SY Chu, Centers for Disease Control and Prevention, 1600 Clifton Road, N.E., Mailstop K-23, Atlanta, GA 30333, USA.
E-mail: syc1@cdc.gov

Summary

Despite numerous studies reporting an increased risk of cesarean delivery among overweight or obese compared with normal weight women, the magnitude of the association remains uncertain. Therefore, we conducted a meta-analysis of the current literature to provide a quantitative estimate of this association. We identified studies from three sources: (i) a PubMed search of relevant articles published between January 1980 and September 2005; (ii) reference lists of publications selected from the search; and (iii) reference lists of review articles published between 2000 and 2005. We included cohort designed studies that reported obesity measures reflecting pregnancy body mass, had a normal weight comparison group, and presented data allowing a quantitative measurement of risk. We used a Bayesian random effects model to perform the meta-analysis and meta-regression. Thirty-three studies were included.

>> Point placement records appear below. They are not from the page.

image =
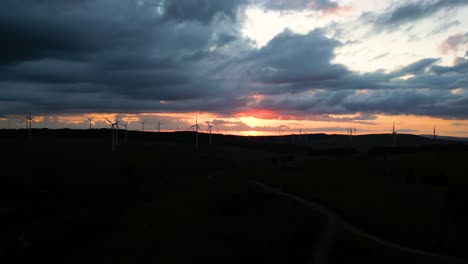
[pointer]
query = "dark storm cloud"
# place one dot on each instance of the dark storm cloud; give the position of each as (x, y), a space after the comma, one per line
(416, 67)
(296, 75)
(200, 10)
(123, 53)
(291, 62)
(128, 56)
(323, 5)
(401, 14)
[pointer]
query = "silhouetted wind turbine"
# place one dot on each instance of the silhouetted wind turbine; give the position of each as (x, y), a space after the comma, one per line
(89, 120)
(29, 120)
(209, 129)
(196, 126)
(126, 129)
(114, 128)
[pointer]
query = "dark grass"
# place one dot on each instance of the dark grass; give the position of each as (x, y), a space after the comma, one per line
(67, 198)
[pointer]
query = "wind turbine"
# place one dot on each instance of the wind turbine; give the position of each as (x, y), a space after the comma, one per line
(196, 126)
(126, 129)
(209, 129)
(90, 119)
(29, 120)
(114, 128)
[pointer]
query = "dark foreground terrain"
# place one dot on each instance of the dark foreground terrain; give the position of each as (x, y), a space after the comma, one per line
(67, 198)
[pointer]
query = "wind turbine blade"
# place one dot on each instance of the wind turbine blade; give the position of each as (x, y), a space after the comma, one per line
(110, 122)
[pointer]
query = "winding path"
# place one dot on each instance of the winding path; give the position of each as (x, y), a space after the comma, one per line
(335, 221)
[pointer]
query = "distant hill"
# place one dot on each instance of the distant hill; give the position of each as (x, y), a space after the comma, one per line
(448, 138)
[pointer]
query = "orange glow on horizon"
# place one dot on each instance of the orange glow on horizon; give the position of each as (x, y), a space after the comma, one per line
(256, 122)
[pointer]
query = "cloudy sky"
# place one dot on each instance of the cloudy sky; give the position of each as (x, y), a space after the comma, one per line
(254, 66)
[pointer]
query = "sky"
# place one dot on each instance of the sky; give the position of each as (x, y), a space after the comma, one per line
(250, 67)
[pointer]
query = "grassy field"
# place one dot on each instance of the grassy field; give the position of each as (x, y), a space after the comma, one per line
(68, 198)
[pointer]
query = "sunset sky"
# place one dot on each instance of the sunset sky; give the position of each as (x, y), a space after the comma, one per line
(251, 67)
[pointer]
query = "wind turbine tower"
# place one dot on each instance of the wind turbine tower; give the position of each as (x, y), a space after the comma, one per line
(114, 128)
(196, 126)
(126, 129)
(90, 119)
(29, 120)
(209, 129)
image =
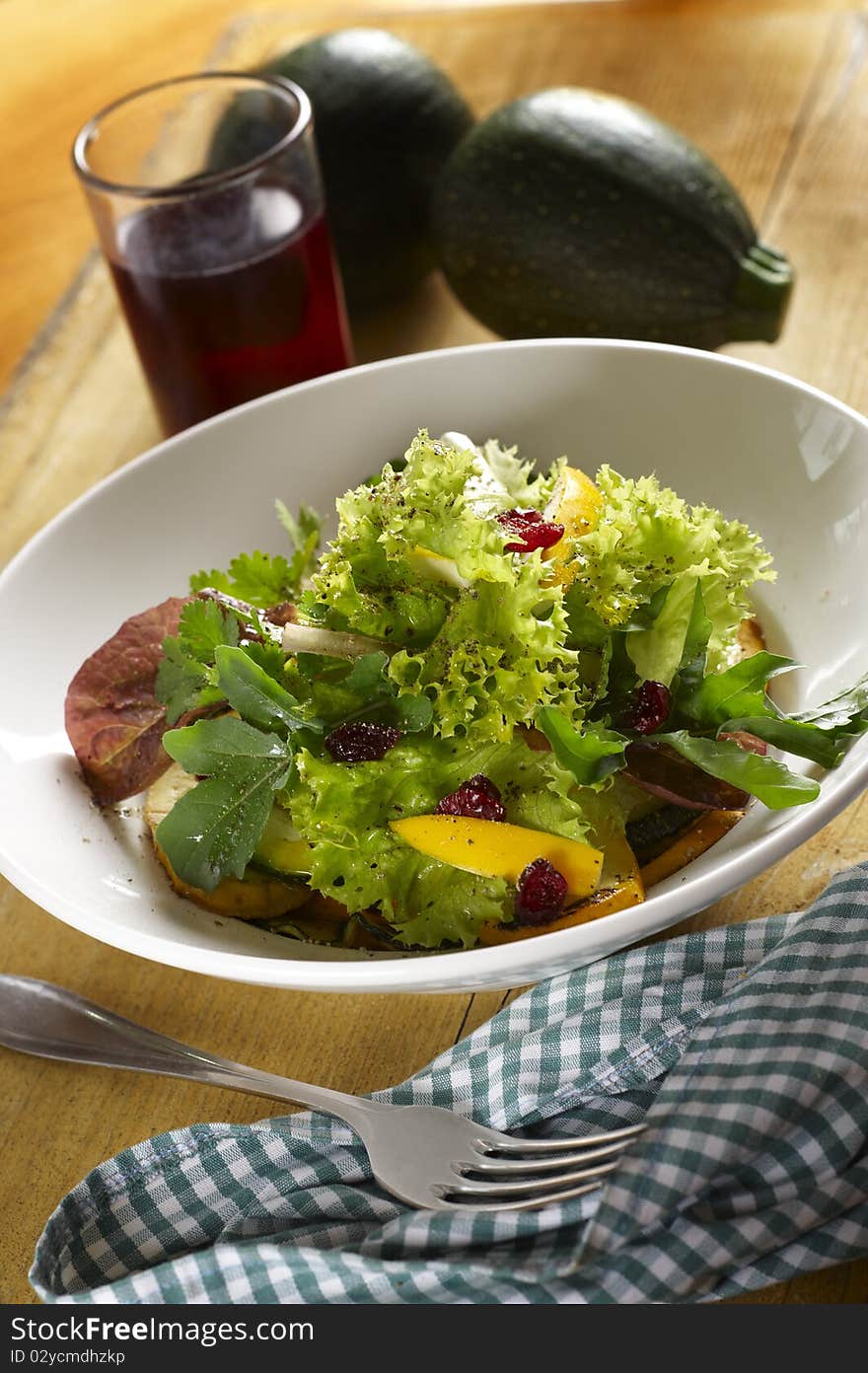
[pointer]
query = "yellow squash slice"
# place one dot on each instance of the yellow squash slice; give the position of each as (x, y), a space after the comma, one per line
(576, 503)
(621, 886)
(497, 850)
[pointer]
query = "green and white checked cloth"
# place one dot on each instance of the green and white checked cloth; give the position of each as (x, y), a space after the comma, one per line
(745, 1048)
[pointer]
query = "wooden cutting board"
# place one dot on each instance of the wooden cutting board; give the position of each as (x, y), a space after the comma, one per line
(777, 94)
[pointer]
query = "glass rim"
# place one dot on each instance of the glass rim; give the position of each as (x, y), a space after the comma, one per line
(212, 181)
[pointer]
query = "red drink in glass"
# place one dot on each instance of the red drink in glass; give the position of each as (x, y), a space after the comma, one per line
(223, 314)
(219, 251)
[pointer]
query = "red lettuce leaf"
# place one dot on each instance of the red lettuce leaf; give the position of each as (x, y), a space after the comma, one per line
(658, 769)
(112, 718)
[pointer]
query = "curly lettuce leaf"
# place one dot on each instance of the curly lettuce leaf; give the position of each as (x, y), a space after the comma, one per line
(647, 537)
(499, 657)
(501, 469)
(343, 813)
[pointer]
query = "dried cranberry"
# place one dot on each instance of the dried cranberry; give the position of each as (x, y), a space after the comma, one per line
(542, 893)
(361, 742)
(531, 531)
(651, 706)
(476, 797)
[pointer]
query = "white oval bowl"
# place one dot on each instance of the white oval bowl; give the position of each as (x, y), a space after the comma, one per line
(786, 459)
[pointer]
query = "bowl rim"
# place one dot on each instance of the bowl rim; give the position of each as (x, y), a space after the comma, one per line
(496, 966)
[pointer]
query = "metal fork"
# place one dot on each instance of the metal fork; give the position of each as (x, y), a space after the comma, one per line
(427, 1156)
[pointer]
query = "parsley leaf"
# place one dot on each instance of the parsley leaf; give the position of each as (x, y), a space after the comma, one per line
(265, 580)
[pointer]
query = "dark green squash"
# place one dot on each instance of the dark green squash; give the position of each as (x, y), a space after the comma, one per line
(577, 213)
(385, 119)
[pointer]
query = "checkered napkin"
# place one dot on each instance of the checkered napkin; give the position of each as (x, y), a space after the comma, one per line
(746, 1049)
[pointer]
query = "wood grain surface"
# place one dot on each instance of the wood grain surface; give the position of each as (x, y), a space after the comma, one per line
(775, 90)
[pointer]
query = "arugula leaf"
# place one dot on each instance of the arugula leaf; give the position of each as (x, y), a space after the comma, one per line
(773, 784)
(735, 692)
(185, 677)
(257, 696)
(591, 754)
(671, 629)
(691, 669)
(793, 736)
(846, 713)
(213, 830)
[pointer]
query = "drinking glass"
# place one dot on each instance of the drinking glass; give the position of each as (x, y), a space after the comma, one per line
(207, 202)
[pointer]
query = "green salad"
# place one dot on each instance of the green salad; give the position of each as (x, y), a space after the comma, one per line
(486, 708)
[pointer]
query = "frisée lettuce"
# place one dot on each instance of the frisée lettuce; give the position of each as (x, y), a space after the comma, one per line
(481, 644)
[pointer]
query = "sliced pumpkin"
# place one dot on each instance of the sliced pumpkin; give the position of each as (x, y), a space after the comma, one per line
(493, 848)
(253, 897)
(576, 503)
(621, 886)
(693, 840)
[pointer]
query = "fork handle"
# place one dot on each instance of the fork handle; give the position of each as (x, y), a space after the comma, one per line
(55, 1023)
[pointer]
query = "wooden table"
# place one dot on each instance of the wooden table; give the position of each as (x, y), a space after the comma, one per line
(777, 94)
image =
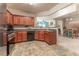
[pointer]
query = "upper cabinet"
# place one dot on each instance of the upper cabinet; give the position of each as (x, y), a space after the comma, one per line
(9, 18)
(19, 20)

The unadjusted odd ratios of a cesarean delivery were 1.46 [95% confidence interval (CI): 1.34–1.60], 2.05 (95% CI: 1.86–2.27) and 2.89 (95% CI: 2.28–3.79) among overweight, obese and severely obese women, respectively, compared with normal weight pregnant women. The meta-regression found no evidence that these estimates were affected by selected study characteristics. Our findings provide a quantitative estimate of the risk of cesarean delivery associated with high maternal body mass.